Shoppe Mall
Shoppe Mall
Shoppe Mall Shoppe Mall Shoppe Mall

Buntut Ditegur Ngebut, Pria di Bangkalan Dikeroyok 4 Tetangganya

Buntut Ditegur Ngebut
Shoppe Mall

Buntut Ditegur Ngebut Pria di Bangkalan Dikeroyok 4 Tetangganya Usai Ditegur Ngebut

Jangkauan Serang Buntut Ditegur Ngebut Seorang pria di Bangkalan menjadi korban pengeroyokan setelah menegur tetangganya yang mengendarai sepeda motor secara ugal‑ugalan (ngebut).

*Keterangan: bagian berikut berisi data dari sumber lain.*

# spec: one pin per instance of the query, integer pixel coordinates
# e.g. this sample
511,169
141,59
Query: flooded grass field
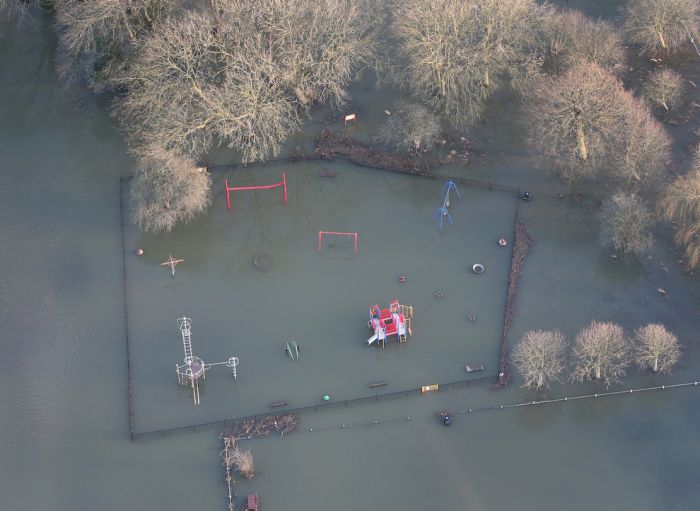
65,433
320,300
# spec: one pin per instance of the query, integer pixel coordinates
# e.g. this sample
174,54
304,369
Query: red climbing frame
322,233
282,184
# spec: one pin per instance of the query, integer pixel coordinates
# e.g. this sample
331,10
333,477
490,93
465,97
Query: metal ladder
184,325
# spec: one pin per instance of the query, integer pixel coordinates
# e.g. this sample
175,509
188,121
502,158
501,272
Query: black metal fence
222,424
332,405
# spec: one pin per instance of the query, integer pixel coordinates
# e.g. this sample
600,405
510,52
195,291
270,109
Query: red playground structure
322,234
282,184
394,320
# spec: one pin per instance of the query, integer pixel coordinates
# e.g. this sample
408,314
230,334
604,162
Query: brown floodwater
65,431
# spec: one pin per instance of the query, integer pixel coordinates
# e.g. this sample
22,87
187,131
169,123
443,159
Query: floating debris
262,261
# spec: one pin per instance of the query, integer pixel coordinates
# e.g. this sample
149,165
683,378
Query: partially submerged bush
166,190
601,353
625,224
680,202
243,461
661,25
586,123
664,88
540,358
411,127
572,36
656,348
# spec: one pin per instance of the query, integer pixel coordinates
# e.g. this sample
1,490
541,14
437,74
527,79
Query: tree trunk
581,142
303,98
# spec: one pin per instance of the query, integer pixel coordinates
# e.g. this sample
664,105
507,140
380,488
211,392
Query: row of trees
190,75
601,352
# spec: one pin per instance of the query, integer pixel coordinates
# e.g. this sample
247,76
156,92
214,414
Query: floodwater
64,426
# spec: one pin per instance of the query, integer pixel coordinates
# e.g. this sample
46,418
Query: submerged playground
314,282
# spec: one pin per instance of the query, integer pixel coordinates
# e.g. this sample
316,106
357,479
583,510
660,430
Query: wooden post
284,184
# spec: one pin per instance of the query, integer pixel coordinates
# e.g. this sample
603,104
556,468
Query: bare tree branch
664,88
585,122
656,348
601,353
661,25
572,36
166,190
455,54
96,37
411,127
680,202
540,358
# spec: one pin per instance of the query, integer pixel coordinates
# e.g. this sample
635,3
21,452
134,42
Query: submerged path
578,398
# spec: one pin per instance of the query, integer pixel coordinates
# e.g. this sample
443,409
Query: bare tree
680,202
584,121
572,36
664,88
540,358
96,37
454,55
643,147
318,45
241,75
411,127
243,461
626,223
656,348
601,353
13,10
197,83
166,190
661,25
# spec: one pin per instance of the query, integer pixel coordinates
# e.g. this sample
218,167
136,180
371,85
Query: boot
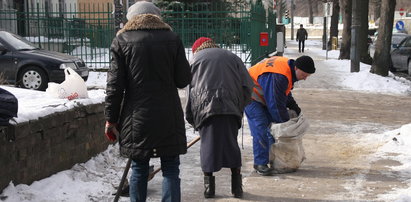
237,186
209,186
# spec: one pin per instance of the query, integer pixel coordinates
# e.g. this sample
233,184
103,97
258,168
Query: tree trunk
346,35
382,56
279,11
363,38
334,22
377,10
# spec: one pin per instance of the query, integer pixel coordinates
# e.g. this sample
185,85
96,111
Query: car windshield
17,42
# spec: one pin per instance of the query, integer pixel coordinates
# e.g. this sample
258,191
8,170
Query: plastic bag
287,153
73,86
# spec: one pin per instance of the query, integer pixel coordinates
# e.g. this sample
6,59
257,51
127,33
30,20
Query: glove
111,131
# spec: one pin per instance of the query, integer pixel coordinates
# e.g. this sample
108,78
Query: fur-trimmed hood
145,22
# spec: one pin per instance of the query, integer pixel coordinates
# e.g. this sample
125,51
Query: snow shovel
150,176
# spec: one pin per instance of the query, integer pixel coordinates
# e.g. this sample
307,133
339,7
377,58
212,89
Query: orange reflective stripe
274,64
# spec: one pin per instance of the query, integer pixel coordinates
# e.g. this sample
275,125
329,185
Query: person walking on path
148,65
274,79
302,35
220,89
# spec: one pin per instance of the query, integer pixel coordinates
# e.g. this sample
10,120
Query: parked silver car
401,56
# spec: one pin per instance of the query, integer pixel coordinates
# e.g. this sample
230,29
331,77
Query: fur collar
145,22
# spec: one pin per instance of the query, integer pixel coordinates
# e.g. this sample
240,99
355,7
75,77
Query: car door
7,64
401,55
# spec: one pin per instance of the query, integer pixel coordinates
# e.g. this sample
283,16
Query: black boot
237,185
209,186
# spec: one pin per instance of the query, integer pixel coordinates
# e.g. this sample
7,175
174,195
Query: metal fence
235,27
86,30
83,30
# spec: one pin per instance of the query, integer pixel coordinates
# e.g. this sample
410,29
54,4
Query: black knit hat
305,63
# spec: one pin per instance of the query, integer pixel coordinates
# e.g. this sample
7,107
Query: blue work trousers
259,121
171,181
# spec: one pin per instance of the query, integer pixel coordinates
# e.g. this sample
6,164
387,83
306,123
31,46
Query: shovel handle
191,143
123,179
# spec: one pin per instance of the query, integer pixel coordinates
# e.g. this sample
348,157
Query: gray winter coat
220,85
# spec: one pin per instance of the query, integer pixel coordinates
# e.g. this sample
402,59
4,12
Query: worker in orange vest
271,101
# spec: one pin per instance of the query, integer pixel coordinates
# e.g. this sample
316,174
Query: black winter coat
148,65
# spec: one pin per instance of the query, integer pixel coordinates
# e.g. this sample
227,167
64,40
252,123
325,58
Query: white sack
72,87
287,153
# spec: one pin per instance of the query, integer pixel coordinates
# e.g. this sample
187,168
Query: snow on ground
97,177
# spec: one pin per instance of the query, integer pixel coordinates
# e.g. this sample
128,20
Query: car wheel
33,78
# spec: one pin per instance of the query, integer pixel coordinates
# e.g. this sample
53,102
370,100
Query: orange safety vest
274,64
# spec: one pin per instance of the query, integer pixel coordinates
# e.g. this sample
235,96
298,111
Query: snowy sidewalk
352,152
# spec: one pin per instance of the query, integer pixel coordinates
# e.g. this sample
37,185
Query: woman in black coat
148,65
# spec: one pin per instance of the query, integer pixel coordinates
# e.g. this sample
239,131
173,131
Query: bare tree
377,9
382,57
346,35
363,33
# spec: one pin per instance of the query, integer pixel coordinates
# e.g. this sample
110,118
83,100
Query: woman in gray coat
218,93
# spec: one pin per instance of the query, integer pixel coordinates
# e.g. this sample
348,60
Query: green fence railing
235,27
86,30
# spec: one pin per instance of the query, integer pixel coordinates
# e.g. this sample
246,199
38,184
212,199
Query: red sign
264,39
401,11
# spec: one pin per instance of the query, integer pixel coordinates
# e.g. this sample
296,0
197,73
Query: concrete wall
36,149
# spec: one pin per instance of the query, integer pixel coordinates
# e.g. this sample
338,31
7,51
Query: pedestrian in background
274,79
302,35
220,89
148,65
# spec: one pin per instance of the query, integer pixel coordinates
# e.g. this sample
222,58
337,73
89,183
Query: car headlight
66,65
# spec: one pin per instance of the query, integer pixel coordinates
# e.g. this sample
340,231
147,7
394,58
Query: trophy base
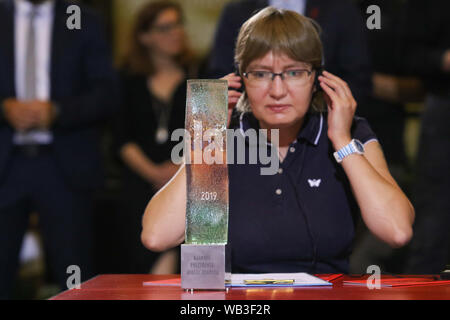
203,267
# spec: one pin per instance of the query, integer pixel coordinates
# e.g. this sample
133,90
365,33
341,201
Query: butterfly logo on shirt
314,183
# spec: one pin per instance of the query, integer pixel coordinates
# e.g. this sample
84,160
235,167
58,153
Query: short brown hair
137,60
281,31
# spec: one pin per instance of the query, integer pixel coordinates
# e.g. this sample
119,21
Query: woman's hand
234,81
341,109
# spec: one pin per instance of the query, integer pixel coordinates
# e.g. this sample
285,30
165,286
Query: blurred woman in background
154,92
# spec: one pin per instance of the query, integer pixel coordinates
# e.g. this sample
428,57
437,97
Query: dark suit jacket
343,37
83,85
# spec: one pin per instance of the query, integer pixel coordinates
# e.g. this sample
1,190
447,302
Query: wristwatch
355,146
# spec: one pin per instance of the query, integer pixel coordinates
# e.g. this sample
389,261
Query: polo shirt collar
310,131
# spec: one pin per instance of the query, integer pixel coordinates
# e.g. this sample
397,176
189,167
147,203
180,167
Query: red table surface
130,287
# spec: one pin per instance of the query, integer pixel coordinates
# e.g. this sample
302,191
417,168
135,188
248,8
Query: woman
300,219
154,93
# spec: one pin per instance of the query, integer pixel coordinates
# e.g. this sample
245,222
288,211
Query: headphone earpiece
316,79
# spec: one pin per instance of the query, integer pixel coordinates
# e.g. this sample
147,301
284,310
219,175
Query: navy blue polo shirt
300,219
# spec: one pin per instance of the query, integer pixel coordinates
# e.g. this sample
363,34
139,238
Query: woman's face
279,103
166,36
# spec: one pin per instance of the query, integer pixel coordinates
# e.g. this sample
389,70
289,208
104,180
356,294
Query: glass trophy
203,253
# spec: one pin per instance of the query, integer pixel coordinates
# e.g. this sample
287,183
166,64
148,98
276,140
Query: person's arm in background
222,53
101,97
423,54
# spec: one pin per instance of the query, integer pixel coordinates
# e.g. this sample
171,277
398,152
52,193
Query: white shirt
294,5
43,26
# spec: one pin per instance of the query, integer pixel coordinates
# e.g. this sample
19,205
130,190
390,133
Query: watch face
359,146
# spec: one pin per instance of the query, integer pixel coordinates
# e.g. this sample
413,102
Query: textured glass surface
207,184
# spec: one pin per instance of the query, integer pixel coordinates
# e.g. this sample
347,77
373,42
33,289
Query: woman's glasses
291,77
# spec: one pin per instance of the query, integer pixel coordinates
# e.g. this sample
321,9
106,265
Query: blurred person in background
154,98
428,55
57,85
343,37
385,110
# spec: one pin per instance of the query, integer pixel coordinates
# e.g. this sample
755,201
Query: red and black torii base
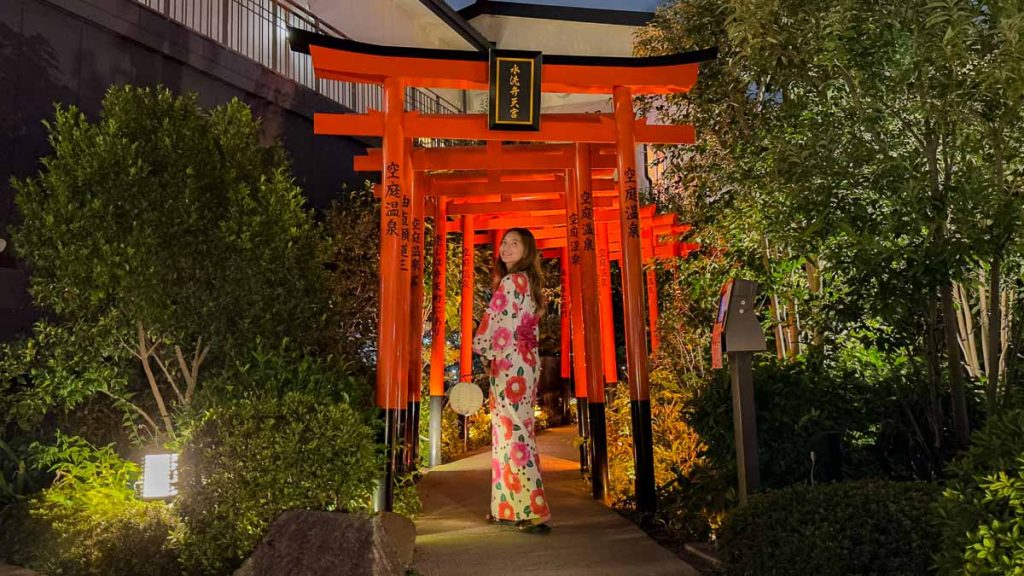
403,208
524,186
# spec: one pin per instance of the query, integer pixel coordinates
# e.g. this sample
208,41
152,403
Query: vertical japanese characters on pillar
438,286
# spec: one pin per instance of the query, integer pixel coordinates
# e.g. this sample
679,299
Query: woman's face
511,250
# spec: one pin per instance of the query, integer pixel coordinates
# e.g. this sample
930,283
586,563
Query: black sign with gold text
515,90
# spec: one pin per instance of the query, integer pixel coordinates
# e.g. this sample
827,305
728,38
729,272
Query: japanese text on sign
631,208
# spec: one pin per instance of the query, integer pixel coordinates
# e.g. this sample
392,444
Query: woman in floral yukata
508,338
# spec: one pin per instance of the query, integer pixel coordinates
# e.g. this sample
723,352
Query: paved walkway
587,537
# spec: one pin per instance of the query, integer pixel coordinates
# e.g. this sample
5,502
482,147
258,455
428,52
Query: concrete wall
71,51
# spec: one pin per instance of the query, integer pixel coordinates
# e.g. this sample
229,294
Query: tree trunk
961,426
965,320
143,355
814,283
994,335
936,418
776,312
792,329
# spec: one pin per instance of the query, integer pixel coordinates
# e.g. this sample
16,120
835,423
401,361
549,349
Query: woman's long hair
528,264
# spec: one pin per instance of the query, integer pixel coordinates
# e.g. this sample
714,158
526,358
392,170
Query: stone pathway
587,538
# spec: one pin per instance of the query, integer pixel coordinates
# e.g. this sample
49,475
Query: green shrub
245,463
89,522
796,404
982,507
833,529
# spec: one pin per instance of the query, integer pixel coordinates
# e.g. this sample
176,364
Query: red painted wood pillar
608,361
466,347
564,335
404,279
632,269
651,290
416,321
584,200
438,329
570,300
390,376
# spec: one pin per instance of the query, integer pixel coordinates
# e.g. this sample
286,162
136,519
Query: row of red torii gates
568,194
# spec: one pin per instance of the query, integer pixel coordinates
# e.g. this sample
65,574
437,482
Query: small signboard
515,90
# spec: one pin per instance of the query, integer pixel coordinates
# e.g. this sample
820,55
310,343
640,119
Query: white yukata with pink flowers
508,337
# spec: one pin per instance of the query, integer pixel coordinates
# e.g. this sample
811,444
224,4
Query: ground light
160,476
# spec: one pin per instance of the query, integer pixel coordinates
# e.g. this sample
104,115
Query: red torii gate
511,170
402,202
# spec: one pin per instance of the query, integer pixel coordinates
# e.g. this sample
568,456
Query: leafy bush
796,404
89,522
982,507
245,463
693,492
833,529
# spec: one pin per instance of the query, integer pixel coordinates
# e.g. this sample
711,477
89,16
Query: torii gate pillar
633,293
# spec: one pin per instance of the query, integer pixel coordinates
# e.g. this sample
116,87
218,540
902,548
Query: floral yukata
508,336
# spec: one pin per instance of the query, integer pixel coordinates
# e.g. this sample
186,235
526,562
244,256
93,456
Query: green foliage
246,462
89,522
274,372
796,404
833,530
155,235
982,507
16,478
353,231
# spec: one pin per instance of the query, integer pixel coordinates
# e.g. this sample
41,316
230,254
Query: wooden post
583,199
651,290
610,366
466,348
390,376
571,299
438,332
416,323
636,343
564,336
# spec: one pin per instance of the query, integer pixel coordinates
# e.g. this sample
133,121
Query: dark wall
71,51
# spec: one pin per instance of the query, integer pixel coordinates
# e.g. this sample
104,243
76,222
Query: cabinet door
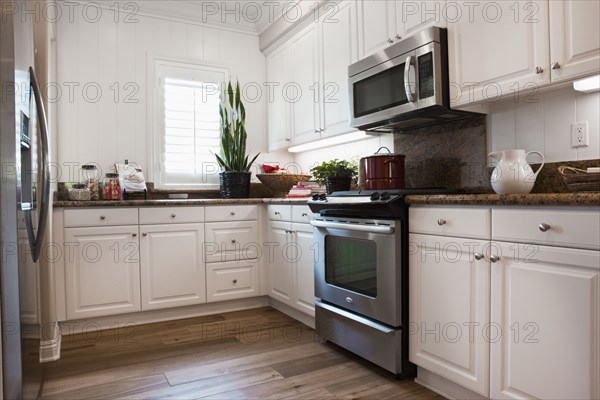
495,49
102,271
340,49
574,38
304,274
303,92
278,108
279,263
377,25
449,309
172,269
545,330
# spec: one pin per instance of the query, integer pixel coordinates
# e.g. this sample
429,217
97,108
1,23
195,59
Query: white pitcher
512,174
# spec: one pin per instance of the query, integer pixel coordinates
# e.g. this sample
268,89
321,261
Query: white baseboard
50,348
444,387
292,312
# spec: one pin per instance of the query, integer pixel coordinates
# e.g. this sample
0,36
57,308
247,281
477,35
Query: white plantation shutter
188,134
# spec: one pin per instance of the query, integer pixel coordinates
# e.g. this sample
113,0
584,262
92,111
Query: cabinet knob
544,227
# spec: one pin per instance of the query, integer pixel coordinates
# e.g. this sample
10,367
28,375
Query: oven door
358,267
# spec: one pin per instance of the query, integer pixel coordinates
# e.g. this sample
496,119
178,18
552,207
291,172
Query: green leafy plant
233,137
334,169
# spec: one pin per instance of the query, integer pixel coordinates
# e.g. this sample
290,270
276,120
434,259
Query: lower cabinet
172,269
102,271
290,257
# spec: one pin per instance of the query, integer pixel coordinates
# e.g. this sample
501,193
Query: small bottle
91,180
112,187
79,192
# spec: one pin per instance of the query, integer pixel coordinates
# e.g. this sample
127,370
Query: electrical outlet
579,134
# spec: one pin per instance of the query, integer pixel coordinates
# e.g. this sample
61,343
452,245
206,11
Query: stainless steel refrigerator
24,187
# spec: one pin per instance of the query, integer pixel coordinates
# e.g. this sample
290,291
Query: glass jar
112,187
79,192
91,180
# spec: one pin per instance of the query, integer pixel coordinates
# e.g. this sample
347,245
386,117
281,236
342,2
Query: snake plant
233,133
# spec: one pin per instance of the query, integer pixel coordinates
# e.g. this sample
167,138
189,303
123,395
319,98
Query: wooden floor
253,354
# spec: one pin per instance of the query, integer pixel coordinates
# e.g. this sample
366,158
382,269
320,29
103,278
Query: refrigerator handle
35,240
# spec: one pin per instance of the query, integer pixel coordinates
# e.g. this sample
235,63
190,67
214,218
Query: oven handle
354,317
353,227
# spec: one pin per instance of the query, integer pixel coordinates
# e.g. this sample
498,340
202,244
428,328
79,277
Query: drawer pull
544,227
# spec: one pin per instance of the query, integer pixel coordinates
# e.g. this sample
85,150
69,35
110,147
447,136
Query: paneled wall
544,124
104,111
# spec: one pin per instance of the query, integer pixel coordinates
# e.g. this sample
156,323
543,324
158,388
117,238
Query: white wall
545,124
111,55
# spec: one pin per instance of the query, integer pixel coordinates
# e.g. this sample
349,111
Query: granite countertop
174,202
533,199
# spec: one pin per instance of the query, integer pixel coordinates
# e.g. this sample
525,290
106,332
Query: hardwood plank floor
251,354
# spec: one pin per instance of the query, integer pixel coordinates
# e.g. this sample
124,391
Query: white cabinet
232,252
172,269
574,39
102,270
449,297
384,22
291,259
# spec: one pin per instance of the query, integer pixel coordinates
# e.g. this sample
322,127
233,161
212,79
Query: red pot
382,171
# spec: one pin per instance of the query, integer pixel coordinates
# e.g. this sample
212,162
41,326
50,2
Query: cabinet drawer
570,228
171,215
450,221
231,280
231,241
101,216
231,213
280,212
302,214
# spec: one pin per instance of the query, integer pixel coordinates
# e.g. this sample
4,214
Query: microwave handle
411,61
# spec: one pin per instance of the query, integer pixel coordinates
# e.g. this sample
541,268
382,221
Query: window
187,122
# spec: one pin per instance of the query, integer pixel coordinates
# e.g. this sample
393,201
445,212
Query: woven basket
235,185
579,180
280,184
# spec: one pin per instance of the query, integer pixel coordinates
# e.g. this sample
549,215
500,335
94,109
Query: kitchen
101,65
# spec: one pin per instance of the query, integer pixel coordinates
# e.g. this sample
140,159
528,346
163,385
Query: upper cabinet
501,49
574,39
384,22
309,74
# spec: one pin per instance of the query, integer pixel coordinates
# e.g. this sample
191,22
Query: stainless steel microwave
404,86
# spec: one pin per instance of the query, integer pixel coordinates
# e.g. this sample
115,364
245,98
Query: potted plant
337,175
233,160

Kejadian itu melibatkan empat orang tetangga yang kemudian menyerang korban.

 Warga sekitar menyebut kecelakaan kecil itu memicu kemarahan kelompok pelaku.

Shoppe Mall

Buntut Ditegur Ngebut Tatkala Teguran Berujung Kekerasan: Kisah Pria di Bangkalan Dikeroyok Tetangganya

Di sebuah gang sempit di Bangkalan, suasana malam biasanya hening. Empat orang dalam hitungan menit berkumpul dan melakukan pengeroyokan terhadap pria yang memberi teguran.

 “Saya pikir menegur agar tidak membahayakan, tapi ternyata mereka marah dan langsung menyerang,” ujarnya sambil membalut luka.

Warga sekitar berharap agar aparat segera bertindak dan bahwa kejadian seperti ini tidak terulang.

Praka ANG Tendang Motor Ibu-ibu dan Anak Ternyata Pakai Sepeda Motor Atas Nama Orang Lain - Halaman all - Tribunbatam.id


Baca Juga: Kurir JNT di Bangkalan Jadi Korban Curanmor, Pelaku Bobol Motor Hanya 15 Detik

Apakah Teguran Kecil Layak Memicu Kekerasan di Bangkalan?

Fenomena “teguran lalu berujung pengeroyokan” menjadi refleksi adanya penurunan toleransi di lingkungan masyarakat kita. Di Bangkalan, ketika seorang warga hanya ingin menegur orang yang ngebut di area pemukiman, responsnya malah kekerasan.

Beberapa pertanyaan muncul:

Mengapa emosi lebih dulu muncul daripada dialog atau mediasi?

Apakah pendidikan karakter dan etika bermasyarakat sudah cukup kuat?

Bagaimana aparat dan tokoh masyarakat memfasilitasi penyelesaian konflik secara damai?

Kasus seperti ini mengingatkan bahwa regulasi dan penegakan hukum saja tak cukup, perlu ada upaya membangun budaya saling menghormati dan komunikasi antar tetangga.


Polres Bangkalan Selidiki Kasus Pengeroyokan Usai Teguran Ngebut

“Ya, laporan sudah masuk ke SPKT. Tim kami sedang melakukan penyelidikan, memeriksa sejumlah saksi, dan melihat rekaman CCTV bila ada,” ujar Kapolres Bangkalan dalam keterangan pers.

 Polisi mengimbau masyarakat agar tetap tenang dan menyelesaikan perselisihan melalui jalur hukum, bukan kekerasan.


Buntut Ditegur Ngebut Bagaimana Cara Menegur yang Aman agar Tak Berujung Pengeroyokan

Teguran terhadap orang yang melakukan tindakan bodoh atau berbahaya, seperti ngebut di pemukiman, sebenarnya hal yang wajar dari sisi kepedulian warga. Tapi apa yang terjadi jika teguran memicu kekerasan? Kasus di Bangkalan ini bisa jadi pelajaran.

Pilih waktu dan tempat yang tepat, usahakan ada beberapa orang sebagai saksi.

Jangan gunakan nada provokatif atau hinaan.

Bila memungkinkan, ajak pertemuan kecil agar bisa bicara baik‑baik.

Apabila situasi memanas, lebih baik laporkan ke RT/RW atau aparat keamanan.

Selalu prioritaskan keselamatan diri sendiri: jika merasa terancam, keluar dari situasi.